We often hear about our “broken politics” and need for a fix. Yet this term escapes the scrutiny that it deserves. Let us ask the critical question of whether we have ever had an “unbroken politics” in this country.
Reflecting deeper into our consciousness, if we allow ourselves to, have we ever been a polity with the substance and coherence to form a state, govern, and deliver on our principles?
Without addressing these questions and dialing down the volume on some of the slogans we keep singing to ourselves, seeking a “political settlement” or breaking the cycle of “political stalemate” is of little worth.
On April 17, 1971, the government-in-exile proclaimed independence as a free and sovereign people’s republic to ensure “equality, human dignity and social justice” for its people. These proclaimers, nation’s “founding fathers,” did not declare or intend our nation to become an emirate, kingdom or sultanate -- but a People’s Republic.
This social contract fully asserted that rulers could not behave like kings or treat the people like subjects as serfs in feudal Europe or Asia. Rather, elected representatives were expected to behave as accountable public servants of the nation who would respectfully treat the citizens under law.
Our proclamation of independence connected with the French and Russian revolutions’ crafting principles that were both progressive and inclusive. It came from a centre to left orientation.
The centre to right end of the spectrum, including the various political and non-political Islamic parties raised no reservations to those principles. Voices from the religious right generally viewed them to be in alignment with the Charter of Medina signed by Prophet Muhammad (SM) in seventh century CE. Some even included them in their party’s rule book.
In the time between the proclamation and the adoption of the Bangladesh constitution in November 1972, three principles morphed into four: Secularism, Bengali nationalism, democracy, and socialism. These were never part of the proclamation nor six-point demands of 1966 or in the election manifesto of the (East Pakistan) Awami League in 1970. They were not even in the party constitution.
We must remember the geo-political tectonics of the Cold War and their different impacts on smaller nations and societies like ours, past and present.
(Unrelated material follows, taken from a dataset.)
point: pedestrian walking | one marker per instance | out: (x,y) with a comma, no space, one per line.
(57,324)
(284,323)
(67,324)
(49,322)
The Non-Alignment Movement was also organizing, with mixed success, to create alternative space for the other nations to negotiate their futures.
It has been profoundly disappointing, but neither inevitable nor surprising to witness the downward spiral of principles in proclamation to our first constitution and then straight into electoral practice and our political lives today.
During our first elections as a newly formed state in 1973, all manner of unfair practices manifested themselves during campaigning and on the election day itself.
The left wing National Socialist Party (JSD), which splintered from the Awami League’s student wing, was the most popular opposition party permitted to contest. It officially garnered just a single seat, although predicted to win in 72 seats.
The fourth amendment to the 1972 constitution paved the way for one-party rule, frustrating the purpose of becoming a free and democratic nation. Multi-party democracy as a governing principle of the constitution thus initially lasted just three and a half years.
Post-November 1975 brought into view a different vision of Bangladesh when Ziaur Rahman came to power after a series of bloody coups from Right and Left sections of the unsettled military-political establishment.
The first of these coups resulted in the assassination of President Sheikh Mujibur Rahman and murder of most of his family.
Eventually, after plenty of unsuccessful attempts on his life, the nation lost its second most popular president in 1981.
Both oppressive conditions and political assassinations contribute ongoing trauma to our society, subordinating political, social and cultural space to vengefulness, score settling, and further outrage.
Both parties, and their support bases, look at each other with a profound sense of mistrust and feel the urge to annihilate the other, which has too often gotten the better of them.
In this self-limiting schema, the BNP and Awami League are not merely political parties but mortal enemies of each other and by extension, of the nation and state. Too many amongst them believe with absolute certainty that, in the interest of the nation, the other should cease to exist.
Our present political deadlock cannot be understood nor addressed in short or long term without digging deeper into our own and other nation’s histories: Colonizer, colonizing, and colonized.
We are not exceptional. How did this popular Liberation War and its beneficiaries become so splintered? What decisions, alliances, and exclusions harmed and benefited major players? Why did our first republic fail to deliver on its pledges “to ensure equality, human dignity and social justice.”
The US founding fathers could not fathom decades long civil war to, amongst other things, resolve the question of slavery after declaring that “all men are created equal, that they are endowed by their creator with certain unalienable rights, that among these are Life, Liberty and the pursuit of Happiness.”
How long are we going to take to deliver on our higher principles?
The post-revolution French have developed a taste for building successive republics. Their first lasted nearly 60 years and they are currently on their fifth model. From the events of the last 52 years, we argue that our first republic has been a failure and it is high time for a second.
We suggest that this should be based on the three cardinal principles enshrined in our Proclamation of Independence: Equality, human dignity, and social justice -- which would be our fundamental values for governance, politics, and campaigning.
We believe that every political party, social movement, union, cooperative and social constituent can easily express their respective consciences through these three principles for future transformation of this state.
Let us begin, the sooner the better.